Todos os grupos são coordenados por cerca de duas mediadoras. Elas marcam os encontros, fazem a curadoria dos livros a serem discutidos e organizam as reuniões. Para se tornar parceira do Leia Mulheres é preciso entrar em contato com as idealizadoras a partir do site oficial e enviar um e-mail, que será retornado com as instruções.

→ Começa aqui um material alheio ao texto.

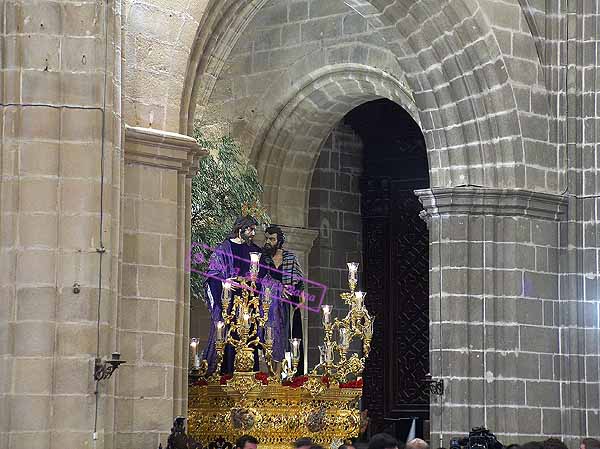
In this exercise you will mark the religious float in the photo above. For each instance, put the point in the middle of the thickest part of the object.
(278, 406)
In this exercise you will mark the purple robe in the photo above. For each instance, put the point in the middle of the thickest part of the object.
(230, 260)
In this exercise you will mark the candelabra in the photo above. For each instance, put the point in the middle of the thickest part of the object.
(279, 406)
(356, 324)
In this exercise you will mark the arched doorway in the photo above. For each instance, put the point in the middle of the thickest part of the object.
(362, 201)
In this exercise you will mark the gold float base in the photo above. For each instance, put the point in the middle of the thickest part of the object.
(275, 414)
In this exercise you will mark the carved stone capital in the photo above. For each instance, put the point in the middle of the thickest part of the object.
(485, 201)
(157, 148)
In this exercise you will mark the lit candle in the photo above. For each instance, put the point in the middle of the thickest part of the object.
(194, 353)
(344, 336)
(269, 337)
(352, 269)
(226, 291)
(359, 298)
(328, 353)
(254, 259)
(369, 328)
(295, 348)
(220, 326)
(326, 313)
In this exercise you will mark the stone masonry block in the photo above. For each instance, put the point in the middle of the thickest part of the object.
(326, 28)
(143, 249)
(63, 416)
(539, 339)
(36, 267)
(29, 413)
(32, 376)
(543, 394)
(73, 376)
(158, 348)
(318, 8)
(157, 282)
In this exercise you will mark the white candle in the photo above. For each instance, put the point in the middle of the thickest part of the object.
(194, 352)
(328, 353)
(344, 337)
(352, 270)
(359, 298)
(369, 328)
(220, 326)
(226, 290)
(326, 313)
(254, 259)
(269, 337)
(295, 348)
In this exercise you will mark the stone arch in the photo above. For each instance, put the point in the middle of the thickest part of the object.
(453, 65)
(286, 148)
(221, 27)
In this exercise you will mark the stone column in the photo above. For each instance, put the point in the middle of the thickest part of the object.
(154, 300)
(60, 159)
(494, 329)
(300, 241)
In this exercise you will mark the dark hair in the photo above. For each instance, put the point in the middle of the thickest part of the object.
(274, 229)
(241, 224)
(241, 442)
(554, 443)
(382, 441)
(591, 443)
(533, 445)
(302, 441)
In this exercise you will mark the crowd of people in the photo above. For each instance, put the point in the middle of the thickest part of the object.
(386, 441)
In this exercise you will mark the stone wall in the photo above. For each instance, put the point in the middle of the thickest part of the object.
(335, 213)
(59, 213)
(495, 311)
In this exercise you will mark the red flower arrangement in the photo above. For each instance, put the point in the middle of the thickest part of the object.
(225, 378)
(263, 377)
(358, 383)
(297, 382)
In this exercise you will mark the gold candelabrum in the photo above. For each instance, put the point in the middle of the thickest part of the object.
(278, 406)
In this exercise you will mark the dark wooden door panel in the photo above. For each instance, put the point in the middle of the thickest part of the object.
(396, 269)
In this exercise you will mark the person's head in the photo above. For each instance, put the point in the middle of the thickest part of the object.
(553, 443)
(383, 441)
(417, 443)
(246, 442)
(303, 443)
(589, 443)
(244, 228)
(274, 239)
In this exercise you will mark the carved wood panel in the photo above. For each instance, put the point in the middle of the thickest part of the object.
(396, 266)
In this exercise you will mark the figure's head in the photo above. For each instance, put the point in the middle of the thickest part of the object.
(303, 443)
(274, 239)
(246, 442)
(383, 441)
(244, 228)
(589, 443)
(417, 443)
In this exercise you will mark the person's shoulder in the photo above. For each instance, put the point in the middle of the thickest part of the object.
(287, 254)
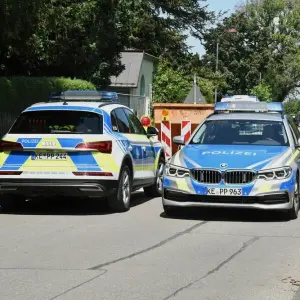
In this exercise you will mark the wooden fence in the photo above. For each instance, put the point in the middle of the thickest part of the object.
(6, 121)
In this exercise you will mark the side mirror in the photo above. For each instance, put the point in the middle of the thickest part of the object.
(152, 131)
(179, 140)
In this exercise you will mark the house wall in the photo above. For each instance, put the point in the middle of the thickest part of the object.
(147, 70)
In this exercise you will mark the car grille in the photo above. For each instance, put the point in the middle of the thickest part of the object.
(239, 177)
(229, 177)
(267, 199)
(207, 176)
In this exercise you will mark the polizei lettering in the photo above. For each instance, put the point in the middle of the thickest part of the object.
(246, 153)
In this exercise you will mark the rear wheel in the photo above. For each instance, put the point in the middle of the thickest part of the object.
(155, 190)
(120, 200)
(293, 212)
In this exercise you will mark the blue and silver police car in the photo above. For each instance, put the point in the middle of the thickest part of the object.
(80, 144)
(244, 155)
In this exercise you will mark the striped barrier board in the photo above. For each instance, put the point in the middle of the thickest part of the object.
(186, 130)
(166, 138)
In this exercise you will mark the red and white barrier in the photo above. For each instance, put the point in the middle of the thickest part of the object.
(186, 130)
(166, 138)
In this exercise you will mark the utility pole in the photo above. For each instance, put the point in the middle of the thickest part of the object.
(195, 88)
(217, 68)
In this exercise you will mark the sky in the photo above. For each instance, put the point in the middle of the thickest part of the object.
(216, 5)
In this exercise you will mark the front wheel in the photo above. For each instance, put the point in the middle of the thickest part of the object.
(120, 200)
(155, 190)
(293, 212)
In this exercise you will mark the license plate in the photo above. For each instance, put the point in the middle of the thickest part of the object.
(224, 192)
(49, 156)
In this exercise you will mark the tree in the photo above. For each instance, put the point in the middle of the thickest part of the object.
(160, 27)
(263, 92)
(265, 47)
(173, 85)
(61, 38)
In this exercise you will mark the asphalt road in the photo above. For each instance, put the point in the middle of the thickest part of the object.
(77, 250)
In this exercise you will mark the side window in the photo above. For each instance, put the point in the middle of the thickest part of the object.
(122, 121)
(114, 123)
(135, 125)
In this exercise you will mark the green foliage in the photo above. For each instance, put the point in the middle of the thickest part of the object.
(18, 93)
(292, 107)
(67, 38)
(263, 92)
(172, 85)
(161, 27)
(265, 46)
(84, 38)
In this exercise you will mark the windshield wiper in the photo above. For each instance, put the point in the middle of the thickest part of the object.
(66, 131)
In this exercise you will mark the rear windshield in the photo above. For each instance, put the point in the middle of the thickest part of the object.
(58, 122)
(241, 132)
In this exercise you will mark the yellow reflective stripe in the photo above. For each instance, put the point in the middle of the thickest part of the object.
(182, 184)
(106, 162)
(52, 140)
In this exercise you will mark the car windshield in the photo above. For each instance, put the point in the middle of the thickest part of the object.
(241, 132)
(58, 122)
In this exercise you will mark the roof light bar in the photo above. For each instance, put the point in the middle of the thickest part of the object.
(247, 106)
(86, 95)
(236, 98)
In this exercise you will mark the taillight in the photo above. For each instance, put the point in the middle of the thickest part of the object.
(107, 174)
(104, 146)
(10, 146)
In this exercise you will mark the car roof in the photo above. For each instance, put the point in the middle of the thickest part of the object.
(246, 116)
(77, 105)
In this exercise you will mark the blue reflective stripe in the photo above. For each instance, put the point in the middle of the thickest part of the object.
(15, 160)
(29, 142)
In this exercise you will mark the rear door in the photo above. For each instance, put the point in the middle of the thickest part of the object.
(140, 139)
(61, 143)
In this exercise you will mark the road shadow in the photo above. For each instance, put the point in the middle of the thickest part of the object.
(72, 206)
(227, 215)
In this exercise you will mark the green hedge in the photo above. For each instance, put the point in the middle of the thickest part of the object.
(17, 93)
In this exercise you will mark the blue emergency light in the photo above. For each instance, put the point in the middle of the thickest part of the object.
(248, 106)
(236, 98)
(84, 95)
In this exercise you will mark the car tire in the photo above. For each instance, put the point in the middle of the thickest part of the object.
(292, 213)
(119, 201)
(155, 190)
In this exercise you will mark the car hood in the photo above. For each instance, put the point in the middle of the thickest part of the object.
(232, 157)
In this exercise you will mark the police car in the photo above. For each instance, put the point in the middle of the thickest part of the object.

Em 2018, as amigas Lilian Bonfim, modista, e Letícia Weber, psicóloga, começaram um grupo de leitura em Guarulhos, na Região Metropolitana de São Paulo, inspiradas na ideia que, segundo elas, já tinha grande reconhecimento. “Eu achei muito interessante a proposta de serem apenas livros de autoras e centralizar essa questão da mulher”, explica Lilian. Para ela, as discussões vão muito além do livro. O clube é um espaço para desabafos e uma oportunidade de conhecer outros universos. A guarulhense também destaca a escolha por temas diversos, respeitando a iniciativa do projeto original.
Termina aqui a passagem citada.